Natürlich kommt es vor, dass Zweitplatzierte später die größere Karriere machen als die Gewinner.
Ich würde es etwas anders formulieren: Das Erringen eines Zweiten Preises und auch eines Dritten Preises beim Chopin-Wettbewerb oder beim Tschaikowsky-Wettbewerb ist eine solch großartige Leistung, dass auch diesen Pianist(inn)en die große Karriere offen stehen sollte. Jedenfalls ich interesse mich immer auch für die Künstler, die "nur" Silber oder Bronze gewonnen haben.

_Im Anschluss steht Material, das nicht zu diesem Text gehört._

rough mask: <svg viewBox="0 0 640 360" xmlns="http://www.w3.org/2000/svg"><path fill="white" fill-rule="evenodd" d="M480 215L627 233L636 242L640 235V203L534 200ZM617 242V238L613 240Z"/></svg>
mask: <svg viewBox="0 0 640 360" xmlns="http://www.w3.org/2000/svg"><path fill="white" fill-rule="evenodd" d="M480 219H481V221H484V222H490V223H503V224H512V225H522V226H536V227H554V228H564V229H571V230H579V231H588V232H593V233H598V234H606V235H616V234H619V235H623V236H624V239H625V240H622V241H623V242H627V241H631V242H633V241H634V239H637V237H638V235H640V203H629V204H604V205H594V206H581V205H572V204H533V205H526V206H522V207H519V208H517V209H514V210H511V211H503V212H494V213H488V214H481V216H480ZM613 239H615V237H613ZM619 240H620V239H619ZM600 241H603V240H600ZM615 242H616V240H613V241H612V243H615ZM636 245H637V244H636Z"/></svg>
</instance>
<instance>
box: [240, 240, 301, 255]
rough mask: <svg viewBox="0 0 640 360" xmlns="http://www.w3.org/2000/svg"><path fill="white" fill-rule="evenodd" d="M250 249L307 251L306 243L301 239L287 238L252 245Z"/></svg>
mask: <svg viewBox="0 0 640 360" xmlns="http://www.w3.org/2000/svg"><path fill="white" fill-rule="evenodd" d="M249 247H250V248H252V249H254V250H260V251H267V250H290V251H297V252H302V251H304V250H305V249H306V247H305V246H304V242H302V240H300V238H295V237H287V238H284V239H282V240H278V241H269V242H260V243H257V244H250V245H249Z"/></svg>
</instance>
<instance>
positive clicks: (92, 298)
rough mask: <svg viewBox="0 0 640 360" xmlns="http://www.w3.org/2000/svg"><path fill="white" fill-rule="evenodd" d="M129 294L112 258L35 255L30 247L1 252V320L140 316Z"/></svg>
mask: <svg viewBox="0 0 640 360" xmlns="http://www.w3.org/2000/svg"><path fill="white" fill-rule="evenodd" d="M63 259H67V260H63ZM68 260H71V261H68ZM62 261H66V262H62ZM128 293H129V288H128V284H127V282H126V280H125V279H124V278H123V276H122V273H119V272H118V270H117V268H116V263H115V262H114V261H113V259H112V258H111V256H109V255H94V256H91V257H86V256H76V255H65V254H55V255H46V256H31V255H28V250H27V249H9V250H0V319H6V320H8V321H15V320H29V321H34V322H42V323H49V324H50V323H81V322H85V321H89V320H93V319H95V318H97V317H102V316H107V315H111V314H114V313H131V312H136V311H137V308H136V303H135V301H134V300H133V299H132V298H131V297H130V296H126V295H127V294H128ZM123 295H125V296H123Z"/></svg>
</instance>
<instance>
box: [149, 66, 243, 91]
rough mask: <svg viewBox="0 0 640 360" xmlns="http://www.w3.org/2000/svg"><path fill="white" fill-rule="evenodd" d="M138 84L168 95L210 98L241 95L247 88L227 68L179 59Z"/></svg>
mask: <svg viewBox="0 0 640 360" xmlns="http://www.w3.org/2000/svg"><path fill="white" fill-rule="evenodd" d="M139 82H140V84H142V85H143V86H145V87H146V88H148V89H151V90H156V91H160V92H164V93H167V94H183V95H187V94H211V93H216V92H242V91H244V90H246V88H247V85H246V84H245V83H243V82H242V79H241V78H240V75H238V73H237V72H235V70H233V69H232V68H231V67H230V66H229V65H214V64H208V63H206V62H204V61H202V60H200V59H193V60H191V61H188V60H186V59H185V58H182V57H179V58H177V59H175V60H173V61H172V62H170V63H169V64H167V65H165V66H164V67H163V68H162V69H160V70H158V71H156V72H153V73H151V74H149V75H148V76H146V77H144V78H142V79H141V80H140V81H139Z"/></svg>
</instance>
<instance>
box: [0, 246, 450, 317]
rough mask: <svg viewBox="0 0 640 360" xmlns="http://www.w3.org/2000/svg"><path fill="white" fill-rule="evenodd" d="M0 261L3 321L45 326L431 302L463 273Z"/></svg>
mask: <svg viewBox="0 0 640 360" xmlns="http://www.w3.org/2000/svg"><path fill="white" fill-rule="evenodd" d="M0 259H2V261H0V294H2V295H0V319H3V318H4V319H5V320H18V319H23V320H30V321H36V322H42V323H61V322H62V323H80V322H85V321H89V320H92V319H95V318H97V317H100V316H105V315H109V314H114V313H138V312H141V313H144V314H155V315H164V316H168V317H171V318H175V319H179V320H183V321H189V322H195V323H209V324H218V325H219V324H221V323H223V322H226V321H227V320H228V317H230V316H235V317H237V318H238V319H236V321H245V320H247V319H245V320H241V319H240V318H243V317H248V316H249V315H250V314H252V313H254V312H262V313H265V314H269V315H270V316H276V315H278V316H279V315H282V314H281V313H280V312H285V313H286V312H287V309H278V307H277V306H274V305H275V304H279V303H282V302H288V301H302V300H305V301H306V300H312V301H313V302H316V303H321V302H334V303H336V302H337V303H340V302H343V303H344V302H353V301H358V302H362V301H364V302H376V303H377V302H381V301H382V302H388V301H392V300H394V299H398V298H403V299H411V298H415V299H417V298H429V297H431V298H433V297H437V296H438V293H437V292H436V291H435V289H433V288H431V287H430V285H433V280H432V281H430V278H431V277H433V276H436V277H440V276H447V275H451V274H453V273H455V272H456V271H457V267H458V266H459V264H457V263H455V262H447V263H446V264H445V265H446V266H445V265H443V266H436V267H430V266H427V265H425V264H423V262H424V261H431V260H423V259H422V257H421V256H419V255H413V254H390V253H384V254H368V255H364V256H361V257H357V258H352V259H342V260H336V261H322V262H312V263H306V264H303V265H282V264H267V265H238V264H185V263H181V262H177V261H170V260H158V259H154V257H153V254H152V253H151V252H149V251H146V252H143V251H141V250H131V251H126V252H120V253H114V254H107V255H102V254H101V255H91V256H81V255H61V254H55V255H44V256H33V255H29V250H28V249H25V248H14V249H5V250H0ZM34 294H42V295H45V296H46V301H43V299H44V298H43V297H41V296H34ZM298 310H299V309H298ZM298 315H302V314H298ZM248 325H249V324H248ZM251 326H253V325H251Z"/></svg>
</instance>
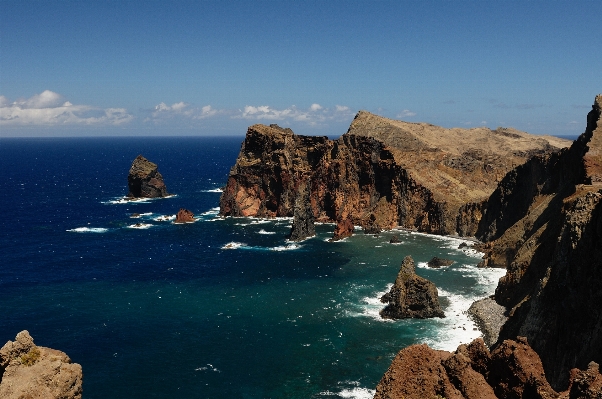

Daniil Trifonov erreichte beim Chopin-Wettbewerb 2010 "nur" den 3. Preis, wurde dann aber ein Jahr später beim Tschaikowsky-Wettbewerb 2011 Wettbewerbssieger. Umgekehrt Seong-Jin Cho: "Nur" 3. Preis beim Tschaikowsky-Wettbewerb 2011, dann aber vier Jahre später Wettbewerbssieger beim Chopin-Wettbewerb 2015. Allein diese beiden Beispiele zeigen, wieviel künstlerische Qualität in einem Wettbewerbsdritten stecken kann.
Unter den Gewinnern des Zweiten Preises dieser Wettbewerbe finden sich Hochkaräter wie Vladimir Ashkenazy (Chopin-Wettbewerb 1955), Horacio Gutiérrez (Tschaikowsky-Wettbewerb 1970) oder Nikolai Luganski (Tschaikowsky-Wettbewerb 1994; ein Erster Preis wurde nicht vergeben), unter den Gewinnern des Dritten Preises eine meiner Lieblings-Pianistinnen, nämlich Gabriela Montero (Chopin-Wettbewerb 1995; ein Erster Preis wurde nicht vergeben).
Aber Pogorelich war nicht Zweitplatzierter sondern er schied im Halbfinale aus.
Das kann nicht oft genug betont werden. Pogorelich war nicht einmal Viertplatzierter wie z.B. Lucas Debargue beim Tschaikowsky-Wettbewerb 2015 oder Fünftplatzierter wie z.B. Jean-Marc Luisada beim Chopin-Wettbewerb 1985, sondern er wurde im Halbfinale aussortiert. Stahl allen Gewinnern des Wettbewerbs aber gerade dadurch die Schau.